Le « futsal fait partie de la famille du football ». Cette phrase, tous les clubs l’entendent. De Lille à Cannes. De Strasbourg à Toulouse. Sauf qu’en termes d’évolution (dans le bon sens) de la discipline, ce ne sont pas tellement les clubs de football en salle qui agissent et influent sur le développement de celle-ci. Très minoritaires dans les assemblées de Ligue, ce sont les clubs qui n’ont aucune activité futsal qui représentent la majorité et pèsent sur les votes destinés au futsal. La tradition est souvent que les voeux de clubs de foot en salle soient systématiquement rejetés en assemblée de ligue ou de district. « Juste avant le temps de la buvette », les différents voeux seront rapidement expédiés par les « maîtres de cérémonie » et les « mises aux votes pour le futsal » sont souvent rejetés avec des scores dignes de pays totalitaires. La buvette n’attend jamais, c’est bien connu, au « pays de la ripaille et du tord-boyau ». Il n’y a pas à en vouloir aux clubs de football à 11. Après tout, le football n’est pas du futsal. Les scores aux votes sont finalement logiques. Le contrôle-semelle n’est pas le contrôle-crampon. Implacable constat de dire que la démocratie ne fera pas avancer le développement du futsal. Comment faire?

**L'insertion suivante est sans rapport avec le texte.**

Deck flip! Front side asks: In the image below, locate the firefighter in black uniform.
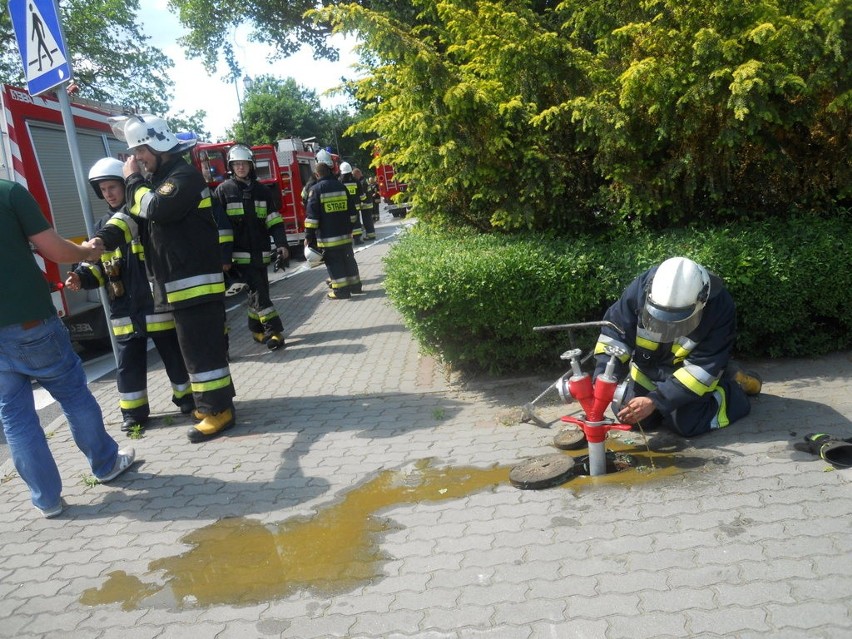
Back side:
[65,158,195,431]
[97,114,235,442]
[346,166,376,240]
[340,162,367,244]
[305,150,361,300]
[595,257,762,437]
[214,144,290,351]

L’initiative de clubs d’Auvergne-Rhône-Alpes mérite qu’on s’y penche. La demande initiale des clubs de la Laurafoot intervient en mai 2020, au plus fort de la 1ère vague de pandémie de Covid. Un constat de ne pas être écoutés et considérés. Comme nous l’indique un président de région lyonnaise, le sentiment « d’être abandonné et que les spécificités des clubs de futsal ne sont pas compris« . Une lettre envoyée au président de la Laurafoot (que nous nous sommes procurés) présente une revendication unique et d’une rare simplicité: la tenue d’Etats Généraux du futsal régional et la création d’une Assemblée Générale de Ligue spécifique aux seuls clubs de futsal. Vaste sujet.

Regroupés dans un collectif de 24 clubs évoluant en R1 et R2, et issus de tous les départements représentés dans les championnats régionaux, l’initiative à de quoi interpeller. Une première en France. « Existentielle » aux yeux de ses clubs, cette demande (ci-dessous) a comme pour but de « faire évoluer la discipline dans le bon sens, à savoir démocratiquement« ; ces mêmes clubs « attendant des actes forts de la ligue régionale« .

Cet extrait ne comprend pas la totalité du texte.